Disallow whitespace as the first character of a reserved-body in a reserved-statement. #731

bhaible · 2024-03-15T16:00:26Z

In the 'reserved-statement' nonterminal, there is an ambiguity if there is more than one whitespace character between the 'reserved-keyword' and the first non-whitespace character of the 'reserved-body', because these whitespace characters can be seen as part of the 's' nonterminal or as part of the 'reserved-body' nonterminal.

According to the principles explained in #725 and the proposed resolution of #721, it is not desired that a 'reserved-body' starts with a whitespace character; rather, such a whitespace character is meant to be interpreted as part of the preceding 's' nonterminal.

Test case:

.regex   /foo/{xyz}{{hello}}

This patch removes this ambiguity, by disallowing whitespace as the first character of a 'reserved-body' in a reserved-statement.

It thus fixes the first part of #721.

Details:

In the other occurrences of 'resolved-body' as well (in a 'reserved-annotation' or 'private-use-annotation') the leading whitespace is separated as well. This has no influence on the set of inputs that the 'reserved-annotation' and 'private-use-annotation' nonterminals can match, but highlights that the parser should better trim off this leading whitespace in these places before entering the 'resolved-body' into the data model.
Two nonterminals 'reserved-body-start' and 'resolved-body-part' are introduced, each referenced once. The purpose is clarity and to follow the common *-start / *-part idiom.

eemeli

If we're going to encode in the syntax that the value of reserved-body does not include its leading whitespace, then this seems like a better way of doing so than #730.

Approving, but note my inline suggested simplification, which ought to be applied syntax.md as well.

This does introduce one concern that should be noted:

If someone introduces private syntax {&foo} for which they do not allow for space between the & and foo, a standard MF2 processor, when encountering a privately invalid expression {& foo}, could reserialize it as {&foo}, a privately valid expression.

Similarly, this change would effectively disallow private and future syntax from requiring a space immediately after the initial sigil, as an MF2.0 processor would likely dismiss the space as insignificant.

I'm okay with accepting these limitations.

eemeli · 2024-03-16T10:01:27Z

spec/message.abnf

+reserved-body             = reserved-body-start *reserved-body-part
+reserved-body-start       = reserved-char / reserved-escape / quoted
+reserved-body-part        = [s] 1*(reserved-char / reserved-escape / quoted)


This can be simplified:

Suggested change

reserved-body = reserved-body-start *reserved-body-part

reserved-body-start = reserved-char / reserved-escape / quoted

reserved-body-part = [s] 1*(reserved-char / reserved-escape / quoted)

reserved-body = reserved-body-part *([s] reserved-body-part)

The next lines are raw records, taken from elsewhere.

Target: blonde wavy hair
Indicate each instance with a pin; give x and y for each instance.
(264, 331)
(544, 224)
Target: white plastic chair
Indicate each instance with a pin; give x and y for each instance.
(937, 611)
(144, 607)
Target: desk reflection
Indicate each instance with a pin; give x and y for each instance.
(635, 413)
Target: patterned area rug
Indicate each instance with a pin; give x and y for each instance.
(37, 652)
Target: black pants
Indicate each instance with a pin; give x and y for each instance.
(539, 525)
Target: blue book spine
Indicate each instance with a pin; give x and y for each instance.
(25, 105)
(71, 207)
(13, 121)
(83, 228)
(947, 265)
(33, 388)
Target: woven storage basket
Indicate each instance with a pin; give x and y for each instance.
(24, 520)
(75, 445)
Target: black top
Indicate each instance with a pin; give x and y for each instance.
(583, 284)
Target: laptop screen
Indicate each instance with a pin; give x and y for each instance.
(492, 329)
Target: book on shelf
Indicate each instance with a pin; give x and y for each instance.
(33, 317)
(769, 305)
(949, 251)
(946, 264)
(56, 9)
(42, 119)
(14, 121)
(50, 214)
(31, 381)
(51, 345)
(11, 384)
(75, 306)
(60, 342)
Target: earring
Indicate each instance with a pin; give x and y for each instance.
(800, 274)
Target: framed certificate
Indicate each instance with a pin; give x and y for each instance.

reserved-body-part = reserved-char / reserved-escape / quoted

Thanks for the suggestion. I like it, and I'll apply it if there is consensus. (I had introduced the reserved-body-start nonterminal following @aphillips comment #730 (comment) .)

Let's apply this here and below.

catamorphism

The grammar change looks good. It took me ages to understand what this is doing; maybe I'm just slow, but I think it might help future readers to add a note in syntax.md as I suggested.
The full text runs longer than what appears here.